The first step was to build a suitable hub. From discussions with various people, I arrived at a stainless steel designed hub. A friend with excellent welding skills duly made the hub for me. I was worried about how this mass of stainless steel would play with the performance and tuning of the Cobwebb, but "nothing ventured, nothing gained", so I went about experimenting anyhow.

The Stainless Steel Hub is shown below, and consisted of hub (35mm inside diameter) for mounting on a mast, with 5 hinged stainless steel tubes for mounting the fiberglass rods. The tubes can be locked in the spread position from underneath, by threading a bolt through the plate steel and into th e steel tube.

Stainless Steel Hub
Cobwebb Dimensions.xlsx Cobwebb Dimensions.xlsx
Size : 12.027 Kb
Type : xlsx

Researching the original G3TPW CobWebb Antenna for the 14, 18, 21, 24 and 28 MHz Band (file shown attached above), and variations of it, I settled on generally following the design shown below in the sketch. This design used twin speaker wire as the elements. The speaker wire should ideally be 42 strand, available from any electrical wholesalers.

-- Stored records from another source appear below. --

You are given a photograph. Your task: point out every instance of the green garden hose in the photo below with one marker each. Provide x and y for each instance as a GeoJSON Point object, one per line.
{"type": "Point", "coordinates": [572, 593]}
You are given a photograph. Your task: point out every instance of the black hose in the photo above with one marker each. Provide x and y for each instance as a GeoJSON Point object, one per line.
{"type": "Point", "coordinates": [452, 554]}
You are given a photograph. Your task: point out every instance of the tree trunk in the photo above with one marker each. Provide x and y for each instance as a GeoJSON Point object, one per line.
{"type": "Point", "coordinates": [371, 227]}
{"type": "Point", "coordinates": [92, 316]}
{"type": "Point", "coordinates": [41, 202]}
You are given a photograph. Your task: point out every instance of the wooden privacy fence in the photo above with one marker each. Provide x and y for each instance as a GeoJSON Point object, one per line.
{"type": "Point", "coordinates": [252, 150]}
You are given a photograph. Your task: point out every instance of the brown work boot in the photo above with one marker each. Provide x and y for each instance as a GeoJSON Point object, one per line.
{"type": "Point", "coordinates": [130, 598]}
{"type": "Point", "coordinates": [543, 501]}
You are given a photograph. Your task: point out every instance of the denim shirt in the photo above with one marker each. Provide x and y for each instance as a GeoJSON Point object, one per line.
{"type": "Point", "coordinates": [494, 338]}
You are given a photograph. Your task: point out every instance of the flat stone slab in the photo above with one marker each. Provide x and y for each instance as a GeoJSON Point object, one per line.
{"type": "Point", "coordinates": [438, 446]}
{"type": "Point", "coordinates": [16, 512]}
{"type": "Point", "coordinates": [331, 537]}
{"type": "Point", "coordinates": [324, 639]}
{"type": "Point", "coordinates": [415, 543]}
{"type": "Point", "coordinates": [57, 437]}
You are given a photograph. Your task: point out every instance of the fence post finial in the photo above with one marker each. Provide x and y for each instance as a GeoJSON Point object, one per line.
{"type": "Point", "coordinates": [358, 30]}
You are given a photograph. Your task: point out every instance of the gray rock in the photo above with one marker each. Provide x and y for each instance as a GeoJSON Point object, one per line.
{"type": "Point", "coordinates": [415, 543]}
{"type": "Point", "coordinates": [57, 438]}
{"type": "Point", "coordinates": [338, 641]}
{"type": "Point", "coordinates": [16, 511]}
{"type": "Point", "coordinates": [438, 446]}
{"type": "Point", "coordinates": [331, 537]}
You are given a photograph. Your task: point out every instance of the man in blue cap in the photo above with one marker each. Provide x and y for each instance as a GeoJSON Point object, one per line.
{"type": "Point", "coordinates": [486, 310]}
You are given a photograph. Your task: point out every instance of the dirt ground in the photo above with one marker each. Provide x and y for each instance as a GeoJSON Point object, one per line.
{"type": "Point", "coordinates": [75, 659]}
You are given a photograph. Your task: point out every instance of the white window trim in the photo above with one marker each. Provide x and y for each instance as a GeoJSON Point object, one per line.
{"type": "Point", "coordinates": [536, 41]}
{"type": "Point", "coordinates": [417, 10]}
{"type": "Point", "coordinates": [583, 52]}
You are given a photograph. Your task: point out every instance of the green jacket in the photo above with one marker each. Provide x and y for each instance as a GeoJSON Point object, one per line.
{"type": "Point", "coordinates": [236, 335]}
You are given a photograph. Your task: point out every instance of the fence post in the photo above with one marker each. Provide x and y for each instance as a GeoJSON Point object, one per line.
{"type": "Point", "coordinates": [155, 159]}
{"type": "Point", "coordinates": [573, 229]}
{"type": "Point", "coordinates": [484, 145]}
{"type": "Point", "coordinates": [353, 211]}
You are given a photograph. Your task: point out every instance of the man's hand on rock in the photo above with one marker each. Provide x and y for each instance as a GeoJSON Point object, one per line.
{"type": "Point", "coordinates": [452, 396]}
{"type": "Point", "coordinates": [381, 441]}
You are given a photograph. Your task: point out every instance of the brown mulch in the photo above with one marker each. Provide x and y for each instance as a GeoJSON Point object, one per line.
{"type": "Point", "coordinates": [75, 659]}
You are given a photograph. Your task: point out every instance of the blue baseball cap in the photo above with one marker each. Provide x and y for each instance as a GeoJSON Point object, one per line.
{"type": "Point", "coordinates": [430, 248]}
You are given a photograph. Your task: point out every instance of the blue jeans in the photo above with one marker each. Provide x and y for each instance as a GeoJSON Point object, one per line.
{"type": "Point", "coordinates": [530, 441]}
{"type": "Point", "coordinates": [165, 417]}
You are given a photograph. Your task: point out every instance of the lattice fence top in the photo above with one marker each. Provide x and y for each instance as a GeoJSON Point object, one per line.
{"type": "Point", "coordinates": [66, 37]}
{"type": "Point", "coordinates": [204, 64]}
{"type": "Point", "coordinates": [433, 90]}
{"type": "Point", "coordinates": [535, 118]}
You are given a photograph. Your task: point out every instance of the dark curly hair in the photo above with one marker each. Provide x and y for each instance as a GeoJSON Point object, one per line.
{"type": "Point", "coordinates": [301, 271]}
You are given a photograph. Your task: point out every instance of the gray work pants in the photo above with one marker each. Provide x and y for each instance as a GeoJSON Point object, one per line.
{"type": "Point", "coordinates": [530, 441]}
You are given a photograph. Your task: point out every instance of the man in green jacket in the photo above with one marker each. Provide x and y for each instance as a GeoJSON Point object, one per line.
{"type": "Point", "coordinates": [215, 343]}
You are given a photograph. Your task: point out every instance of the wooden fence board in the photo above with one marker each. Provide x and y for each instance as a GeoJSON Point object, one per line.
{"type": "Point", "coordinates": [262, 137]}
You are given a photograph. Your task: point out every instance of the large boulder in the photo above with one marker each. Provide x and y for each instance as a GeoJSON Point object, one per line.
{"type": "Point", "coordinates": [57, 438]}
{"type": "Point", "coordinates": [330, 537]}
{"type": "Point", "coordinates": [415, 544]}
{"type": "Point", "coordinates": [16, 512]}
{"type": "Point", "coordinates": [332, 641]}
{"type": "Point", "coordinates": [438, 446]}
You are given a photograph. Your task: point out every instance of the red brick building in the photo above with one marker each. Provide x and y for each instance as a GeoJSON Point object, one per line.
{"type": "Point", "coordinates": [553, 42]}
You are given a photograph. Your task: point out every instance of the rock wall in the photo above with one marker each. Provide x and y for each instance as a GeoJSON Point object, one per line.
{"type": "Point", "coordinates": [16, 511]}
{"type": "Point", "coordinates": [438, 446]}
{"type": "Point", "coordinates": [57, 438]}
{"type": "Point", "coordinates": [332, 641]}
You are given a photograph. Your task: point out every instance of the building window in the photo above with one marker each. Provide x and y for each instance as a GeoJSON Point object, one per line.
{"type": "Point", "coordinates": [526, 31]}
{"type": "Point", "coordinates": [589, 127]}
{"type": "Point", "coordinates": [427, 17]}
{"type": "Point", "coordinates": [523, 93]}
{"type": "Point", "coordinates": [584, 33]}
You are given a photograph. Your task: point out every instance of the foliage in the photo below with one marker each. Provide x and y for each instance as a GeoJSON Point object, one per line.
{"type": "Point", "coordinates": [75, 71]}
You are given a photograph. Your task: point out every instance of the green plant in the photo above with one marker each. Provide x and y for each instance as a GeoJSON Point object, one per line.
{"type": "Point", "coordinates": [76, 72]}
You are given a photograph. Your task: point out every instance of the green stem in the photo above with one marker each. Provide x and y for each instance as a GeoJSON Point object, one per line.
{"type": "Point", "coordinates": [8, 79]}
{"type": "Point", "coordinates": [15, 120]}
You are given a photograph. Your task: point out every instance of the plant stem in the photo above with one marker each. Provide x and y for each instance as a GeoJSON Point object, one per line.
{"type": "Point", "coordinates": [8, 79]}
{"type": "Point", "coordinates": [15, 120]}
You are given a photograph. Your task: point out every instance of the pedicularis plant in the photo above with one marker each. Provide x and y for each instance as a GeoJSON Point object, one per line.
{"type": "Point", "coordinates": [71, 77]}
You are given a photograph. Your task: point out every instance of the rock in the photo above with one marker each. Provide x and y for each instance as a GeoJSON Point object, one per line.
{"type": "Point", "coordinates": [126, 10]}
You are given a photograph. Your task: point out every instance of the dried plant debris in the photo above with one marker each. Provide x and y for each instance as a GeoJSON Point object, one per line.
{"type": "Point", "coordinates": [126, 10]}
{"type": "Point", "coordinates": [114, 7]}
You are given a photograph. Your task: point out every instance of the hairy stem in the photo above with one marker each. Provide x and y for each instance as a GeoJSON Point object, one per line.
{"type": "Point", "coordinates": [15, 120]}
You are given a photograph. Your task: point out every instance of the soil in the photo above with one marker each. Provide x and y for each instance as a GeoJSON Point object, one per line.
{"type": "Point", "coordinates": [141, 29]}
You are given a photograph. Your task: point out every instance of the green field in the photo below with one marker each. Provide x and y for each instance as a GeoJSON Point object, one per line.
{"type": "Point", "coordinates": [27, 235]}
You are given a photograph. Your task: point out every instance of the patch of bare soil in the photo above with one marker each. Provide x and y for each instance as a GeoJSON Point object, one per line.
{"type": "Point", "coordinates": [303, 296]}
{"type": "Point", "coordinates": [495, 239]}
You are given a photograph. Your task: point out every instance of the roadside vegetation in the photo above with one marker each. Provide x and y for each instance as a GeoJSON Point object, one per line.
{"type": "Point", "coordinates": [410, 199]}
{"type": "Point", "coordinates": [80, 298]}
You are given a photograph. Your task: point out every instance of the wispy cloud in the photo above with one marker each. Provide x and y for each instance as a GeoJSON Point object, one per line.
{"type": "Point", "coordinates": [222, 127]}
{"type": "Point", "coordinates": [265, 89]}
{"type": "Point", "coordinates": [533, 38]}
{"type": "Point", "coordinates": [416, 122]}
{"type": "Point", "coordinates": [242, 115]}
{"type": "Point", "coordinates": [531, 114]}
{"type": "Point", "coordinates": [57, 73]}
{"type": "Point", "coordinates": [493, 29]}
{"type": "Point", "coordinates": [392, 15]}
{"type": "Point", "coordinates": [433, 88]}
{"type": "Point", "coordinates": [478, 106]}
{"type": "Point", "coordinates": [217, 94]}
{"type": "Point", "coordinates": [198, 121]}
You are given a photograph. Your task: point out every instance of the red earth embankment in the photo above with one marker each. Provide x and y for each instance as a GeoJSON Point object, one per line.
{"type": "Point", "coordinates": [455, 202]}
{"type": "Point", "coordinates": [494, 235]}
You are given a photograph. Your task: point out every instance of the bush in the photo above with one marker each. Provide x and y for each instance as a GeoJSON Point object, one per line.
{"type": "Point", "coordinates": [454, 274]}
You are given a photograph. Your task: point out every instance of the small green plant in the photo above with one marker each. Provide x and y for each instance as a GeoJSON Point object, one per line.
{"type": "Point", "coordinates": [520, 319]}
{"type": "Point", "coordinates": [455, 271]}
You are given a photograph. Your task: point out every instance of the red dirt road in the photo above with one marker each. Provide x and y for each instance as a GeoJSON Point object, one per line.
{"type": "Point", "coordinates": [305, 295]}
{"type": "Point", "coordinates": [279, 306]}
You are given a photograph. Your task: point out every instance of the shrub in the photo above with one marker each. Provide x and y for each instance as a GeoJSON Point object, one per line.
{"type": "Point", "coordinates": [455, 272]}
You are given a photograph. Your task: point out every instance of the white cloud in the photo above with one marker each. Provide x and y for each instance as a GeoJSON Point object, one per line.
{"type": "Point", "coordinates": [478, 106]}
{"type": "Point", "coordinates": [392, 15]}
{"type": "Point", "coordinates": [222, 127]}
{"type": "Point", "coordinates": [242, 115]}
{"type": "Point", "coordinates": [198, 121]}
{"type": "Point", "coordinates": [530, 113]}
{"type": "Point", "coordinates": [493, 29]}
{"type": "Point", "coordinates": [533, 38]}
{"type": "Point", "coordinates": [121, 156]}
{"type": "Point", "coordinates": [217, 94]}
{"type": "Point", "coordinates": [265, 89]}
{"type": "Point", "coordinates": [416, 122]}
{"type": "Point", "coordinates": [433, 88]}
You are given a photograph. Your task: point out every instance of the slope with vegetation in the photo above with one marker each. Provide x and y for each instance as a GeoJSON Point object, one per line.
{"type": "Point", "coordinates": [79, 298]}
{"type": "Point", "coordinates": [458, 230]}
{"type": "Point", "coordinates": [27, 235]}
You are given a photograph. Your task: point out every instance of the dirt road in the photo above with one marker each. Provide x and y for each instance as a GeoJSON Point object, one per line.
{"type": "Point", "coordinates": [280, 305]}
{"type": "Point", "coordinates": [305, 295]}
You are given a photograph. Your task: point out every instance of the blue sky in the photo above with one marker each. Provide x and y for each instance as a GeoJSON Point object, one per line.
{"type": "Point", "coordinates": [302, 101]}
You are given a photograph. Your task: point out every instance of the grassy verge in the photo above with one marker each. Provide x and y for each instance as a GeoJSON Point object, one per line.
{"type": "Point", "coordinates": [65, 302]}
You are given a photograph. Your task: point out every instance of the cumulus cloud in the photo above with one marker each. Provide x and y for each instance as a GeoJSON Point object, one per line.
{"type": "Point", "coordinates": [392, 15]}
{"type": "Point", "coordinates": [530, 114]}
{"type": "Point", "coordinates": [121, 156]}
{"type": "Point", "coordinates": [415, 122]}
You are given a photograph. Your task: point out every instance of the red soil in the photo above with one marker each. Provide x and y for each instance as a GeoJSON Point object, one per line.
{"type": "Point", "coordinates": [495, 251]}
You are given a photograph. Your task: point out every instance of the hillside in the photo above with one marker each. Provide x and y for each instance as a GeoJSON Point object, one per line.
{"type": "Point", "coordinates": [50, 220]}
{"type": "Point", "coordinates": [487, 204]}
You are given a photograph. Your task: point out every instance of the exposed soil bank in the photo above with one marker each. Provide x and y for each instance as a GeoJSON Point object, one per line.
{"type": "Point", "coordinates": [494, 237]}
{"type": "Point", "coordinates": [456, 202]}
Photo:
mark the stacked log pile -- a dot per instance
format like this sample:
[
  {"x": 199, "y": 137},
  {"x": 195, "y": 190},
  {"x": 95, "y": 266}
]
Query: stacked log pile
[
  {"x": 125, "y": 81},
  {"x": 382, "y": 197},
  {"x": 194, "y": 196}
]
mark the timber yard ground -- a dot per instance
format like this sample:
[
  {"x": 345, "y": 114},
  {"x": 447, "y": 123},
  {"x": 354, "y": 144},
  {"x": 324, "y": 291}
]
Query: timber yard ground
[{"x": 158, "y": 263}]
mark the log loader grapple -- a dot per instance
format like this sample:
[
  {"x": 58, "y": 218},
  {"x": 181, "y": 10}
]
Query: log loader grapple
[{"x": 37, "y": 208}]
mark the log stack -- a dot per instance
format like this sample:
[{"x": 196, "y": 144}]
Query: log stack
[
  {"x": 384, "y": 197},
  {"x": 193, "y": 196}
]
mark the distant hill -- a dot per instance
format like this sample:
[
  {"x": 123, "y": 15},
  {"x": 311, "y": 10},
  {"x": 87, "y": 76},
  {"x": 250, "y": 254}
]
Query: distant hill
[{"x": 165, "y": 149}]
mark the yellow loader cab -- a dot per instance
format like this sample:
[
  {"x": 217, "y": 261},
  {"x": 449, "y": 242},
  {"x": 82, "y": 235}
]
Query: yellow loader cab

The dimensions I used are shown in the attached Excel sheet. Note these dimensions are approximate and don't need to be too exact.

The fiberglass rods were sourced locally, and come in 8ft lengths. As the rod profile is tapered, I trimmed the length on the larger diameter side of the rods, so that they sleeve snugly into the stainless steel tubes. The rods ended up approx 7ft long after this trimming, which is more than enough. You will notice that four fiberglass rods are green in colour, and one is white in colour. The white rod has a thicker wall thickness, which provided more strength for mounting the junction box. It also provided a "design feature" hi hi.

Next step was to make the junction box. I sourced the junction box sized 4.5" x 6" x 3" high, and fitted the two x 10 way terminal strips and choke balun and mounted the box on the white fiberglass rod, using two stainless screws drilled through box and rod. (Note: the open side of box faces down to prevent any entry of water/rain). Nuts were mounted on the upper/rod side and cut flush with a junior hacksaw. Speaker wire lengths were cut (allowing 10-15 cms extra length for tuning later), and shorted in appropriate positions (see attached excel sheet with dimensions). Holes were drilled neatly through the sides of the junction box, to allow entry of the speaker wire. Each element speaker wires were connected to the terminal strips, ensuring good solid connections.

The choke balun was made by winding 6 turns of RG58, on 3 inch diameter. I used a 3 inch diameter paint can. I then slipped cable ties under the windings to hold them temporarily. Then I used hot melt glue to hold the form of the winding. Then slip the coil off the paint can. Connect coax to terminal strips. Ensure to put cable tie on coax inside the box, to act as a strain relief on the coax.

Once the junction box is completed, then next step is fitting the speaker wires to the fiber glass rods, securing them with cable ties. I also wrapped electrical insulation tape to ensure the cable ties don't slip on the fiber glass rods later. The position of the wires along the rods are shown on the attached excel spreadsheet, as measured from Cobwebb centre.

From centre of Cobwebb, the wire positions on each of the four support rods are as follows,

35" (10M), 41" (12M), 48" (15M), 56" (17M) and 70" (20M)

I also put electrical insulation tape to secure the fiber glass rods to the stainless steel tubing. This would allow easy replacement of the fiber glass rods, if required, at a later date.

Fully assembled foldable cobwebb shown below in the spread position

Shown below in the folded position. Total length is 6.5 feet. This fits nicely in a ski bag or fishing rod bag for transportation.

Cobwebb up in the air. Checking with antenna analyzer reveals resonance on 10-20M bands, as well as 6M, 4M, 2M and 70 cms bands, as well as other non-amateur bands. So nine useful amateur bands on one antenna is not too bad !!

Note the Cobwebb is omni-directional, so no rotator required, and no tuner required on all bands.